God is the observer who is perfectly motionless. Before creating the universe, he partially transformed a small fraction of Himself into energy which is continuously in motion. So energy is the moving part of God. In India this energy is worshiped as Mother Durga, Kali, Amba, Vaishnodevi etc. In Christianity this energy is worshiped as Holy Ghost and scientists worship this energy as Mother Nature. Every living being has the motionless part of God within them which is called Soul or Spirit. In Einstein’s General Relativity theory this Soul is called the Observer. The moving part is mind and body. Both the observer and the energy are indestructible. They exist through eternity.
God is the creator, both in terms of originating creation and ongoing creation (continually sustaining or preserving the universe in being). While God is an observer, he is not a passive one, because God is constantly causally active at every point within space and time.

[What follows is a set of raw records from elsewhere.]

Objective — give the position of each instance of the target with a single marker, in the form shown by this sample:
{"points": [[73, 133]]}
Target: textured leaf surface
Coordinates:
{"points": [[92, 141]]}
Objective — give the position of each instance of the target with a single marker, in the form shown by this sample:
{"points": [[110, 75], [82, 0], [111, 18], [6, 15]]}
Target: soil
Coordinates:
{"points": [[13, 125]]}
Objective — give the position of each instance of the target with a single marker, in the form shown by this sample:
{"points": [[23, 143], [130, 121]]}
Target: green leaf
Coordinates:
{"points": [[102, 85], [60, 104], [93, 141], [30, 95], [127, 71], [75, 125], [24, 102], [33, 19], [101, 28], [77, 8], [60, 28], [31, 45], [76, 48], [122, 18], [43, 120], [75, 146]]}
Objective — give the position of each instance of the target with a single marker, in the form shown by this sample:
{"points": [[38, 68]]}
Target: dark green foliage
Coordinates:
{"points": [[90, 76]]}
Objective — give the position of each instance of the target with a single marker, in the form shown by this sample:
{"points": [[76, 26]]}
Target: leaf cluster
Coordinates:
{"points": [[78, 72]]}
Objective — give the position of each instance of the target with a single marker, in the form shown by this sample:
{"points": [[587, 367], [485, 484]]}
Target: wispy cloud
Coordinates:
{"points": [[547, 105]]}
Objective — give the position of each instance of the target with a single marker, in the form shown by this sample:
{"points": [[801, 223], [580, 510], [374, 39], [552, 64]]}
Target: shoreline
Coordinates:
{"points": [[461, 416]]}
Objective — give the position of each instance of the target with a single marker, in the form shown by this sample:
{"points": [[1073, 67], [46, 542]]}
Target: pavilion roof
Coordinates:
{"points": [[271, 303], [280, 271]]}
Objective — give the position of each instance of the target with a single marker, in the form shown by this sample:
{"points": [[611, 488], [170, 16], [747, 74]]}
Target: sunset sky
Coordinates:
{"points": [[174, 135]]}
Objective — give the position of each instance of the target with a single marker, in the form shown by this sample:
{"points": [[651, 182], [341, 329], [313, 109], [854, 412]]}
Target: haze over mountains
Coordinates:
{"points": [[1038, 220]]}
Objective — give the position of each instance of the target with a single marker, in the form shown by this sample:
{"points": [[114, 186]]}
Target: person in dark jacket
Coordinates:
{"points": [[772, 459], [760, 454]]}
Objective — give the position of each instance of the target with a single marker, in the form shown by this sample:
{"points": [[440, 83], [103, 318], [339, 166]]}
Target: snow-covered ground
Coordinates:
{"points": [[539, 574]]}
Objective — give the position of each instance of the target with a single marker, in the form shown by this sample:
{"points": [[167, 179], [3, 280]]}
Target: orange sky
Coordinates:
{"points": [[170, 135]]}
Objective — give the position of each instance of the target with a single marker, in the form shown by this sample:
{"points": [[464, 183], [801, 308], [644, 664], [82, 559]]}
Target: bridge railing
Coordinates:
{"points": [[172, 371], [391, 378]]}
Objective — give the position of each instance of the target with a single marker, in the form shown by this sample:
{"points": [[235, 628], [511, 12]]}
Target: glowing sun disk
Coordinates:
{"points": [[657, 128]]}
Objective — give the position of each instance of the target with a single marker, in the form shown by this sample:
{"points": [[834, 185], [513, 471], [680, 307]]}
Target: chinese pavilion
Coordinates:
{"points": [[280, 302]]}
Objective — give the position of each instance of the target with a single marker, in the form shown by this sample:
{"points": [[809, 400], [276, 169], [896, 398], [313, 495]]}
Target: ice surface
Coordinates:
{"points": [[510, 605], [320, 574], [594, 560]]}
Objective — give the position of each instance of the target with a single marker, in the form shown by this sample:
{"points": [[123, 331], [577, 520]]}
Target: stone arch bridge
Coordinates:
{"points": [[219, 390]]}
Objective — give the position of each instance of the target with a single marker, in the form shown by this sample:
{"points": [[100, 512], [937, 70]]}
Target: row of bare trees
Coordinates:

People seem to be very confident of their differing answers. The question seems to refer to a modification of the earlier debates over deism ( God created the universe and withdrew from it), God created the universe and observes but does not interfere, and God created the universe and interferes from time to time (e.g miracles). Perhaps which approach one adopts depends more on which religion you grew up with and your temperament. Is there any way of deciding among these possibilities and persuading others on the thread with different views?
I concur - it *is* odd that among people there is a tendency to firmly ascribe to the supernatural something that, perhaps more properly, should simply be a mystery for now.